Let's notice briefly and discard as unimportant your accidental miscorrection, which should have read "Mr. Bush will not say that, any more than Bill Clinton said it" (or else it fails to parallel the Post's original).   My principal objection is this:   I've never gotten the impression that "...any more than <helping verb> <subject>..." is clumsy.   "You wouldn't have thought of it that way any more than would I" sounds fine to me, if a bit formal; likewise "my ideas on the subject aren't any more authoritative than are his".   Mr Carpenter's putative Horrid Example is actually no more horrid than are the examples just mentioned.   If he dislikes the slightly formal tone, he need only restore the normal subject-verb order; and even that (although it often sounds more natural) is no more CORRECT than these are.

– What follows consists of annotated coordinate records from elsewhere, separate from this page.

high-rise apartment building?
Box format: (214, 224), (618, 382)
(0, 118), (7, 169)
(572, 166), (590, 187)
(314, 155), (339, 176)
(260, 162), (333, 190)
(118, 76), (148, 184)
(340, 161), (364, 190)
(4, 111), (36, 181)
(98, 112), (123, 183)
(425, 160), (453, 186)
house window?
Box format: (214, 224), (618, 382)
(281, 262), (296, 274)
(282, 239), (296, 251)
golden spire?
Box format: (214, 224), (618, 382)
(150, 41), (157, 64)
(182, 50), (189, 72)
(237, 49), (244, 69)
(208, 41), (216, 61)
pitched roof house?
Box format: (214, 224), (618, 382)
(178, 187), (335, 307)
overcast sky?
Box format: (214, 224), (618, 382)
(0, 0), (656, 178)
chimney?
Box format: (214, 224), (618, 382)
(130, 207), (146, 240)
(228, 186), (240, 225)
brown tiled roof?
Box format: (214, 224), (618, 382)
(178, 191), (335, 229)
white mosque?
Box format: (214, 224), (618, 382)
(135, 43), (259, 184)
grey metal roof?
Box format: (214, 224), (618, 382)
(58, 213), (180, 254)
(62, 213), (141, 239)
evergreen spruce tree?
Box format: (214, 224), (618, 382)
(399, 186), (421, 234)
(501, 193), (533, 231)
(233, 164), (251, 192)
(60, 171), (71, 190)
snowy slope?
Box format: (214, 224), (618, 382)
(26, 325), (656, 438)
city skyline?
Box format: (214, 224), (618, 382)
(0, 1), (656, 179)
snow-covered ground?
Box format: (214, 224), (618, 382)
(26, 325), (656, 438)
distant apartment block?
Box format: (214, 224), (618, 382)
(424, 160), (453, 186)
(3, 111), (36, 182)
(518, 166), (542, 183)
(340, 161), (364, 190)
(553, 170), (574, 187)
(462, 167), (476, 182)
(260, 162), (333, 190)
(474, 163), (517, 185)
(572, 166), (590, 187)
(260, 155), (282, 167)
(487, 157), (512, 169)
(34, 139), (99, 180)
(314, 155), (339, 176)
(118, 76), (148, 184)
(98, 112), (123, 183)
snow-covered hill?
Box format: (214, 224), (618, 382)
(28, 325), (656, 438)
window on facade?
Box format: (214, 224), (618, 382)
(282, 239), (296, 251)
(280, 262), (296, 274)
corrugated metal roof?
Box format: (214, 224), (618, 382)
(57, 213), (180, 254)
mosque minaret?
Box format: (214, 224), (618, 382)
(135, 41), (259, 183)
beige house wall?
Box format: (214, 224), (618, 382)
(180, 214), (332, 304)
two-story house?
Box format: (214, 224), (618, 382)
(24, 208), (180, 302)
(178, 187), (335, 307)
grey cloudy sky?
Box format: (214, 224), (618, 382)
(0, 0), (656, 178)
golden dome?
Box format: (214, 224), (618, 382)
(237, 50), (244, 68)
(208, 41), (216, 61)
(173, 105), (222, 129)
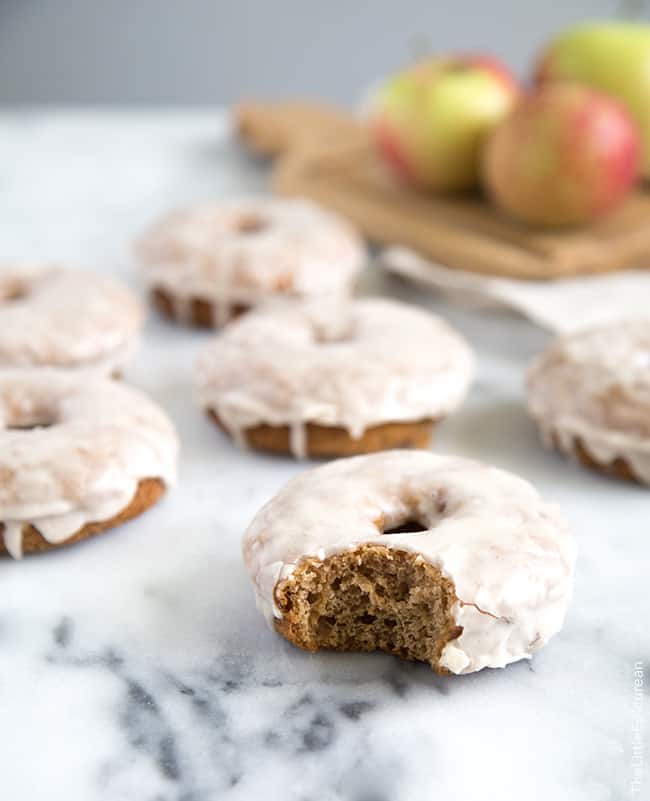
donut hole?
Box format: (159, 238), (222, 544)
(275, 544), (462, 668)
(7, 420), (56, 431)
(381, 520), (429, 534)
(235, 212), (270, 236)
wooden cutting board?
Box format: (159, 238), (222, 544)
(237, 103), (650, 279)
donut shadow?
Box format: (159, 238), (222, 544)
(434, 399), (570, 476)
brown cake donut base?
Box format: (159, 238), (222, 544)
(151, 289), (250, 328)
(274, 544), (462, 673)
(551, 434), (644, 484)
(0, 478), (165, 556)
(208, 410), (438, 458)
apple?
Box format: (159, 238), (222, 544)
(369, 54), (519, 192)
(482, 83), (640, 225)
(536, 22), (650, 177)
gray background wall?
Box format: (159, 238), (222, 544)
(0, 0), (647, 105)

Furthermore this allegedly clumsy construction is sometimes necessary, for example when the comparative subject takes up more than a word or two.   Surely you would have rejected the complaint had the Washington Post written "But Mr Bush will not say that, any more than did his predecessors Bill Clinton and, in previous administrations, Presidents Jimmy Carter and Richard Nixon".   Putting the verb after all that long-windedness would have obscured the meaning, and it certainly wouldn't have made it sound any more natural than the much simpler and clearer method of keeping the verb nearer the comparative "than" would.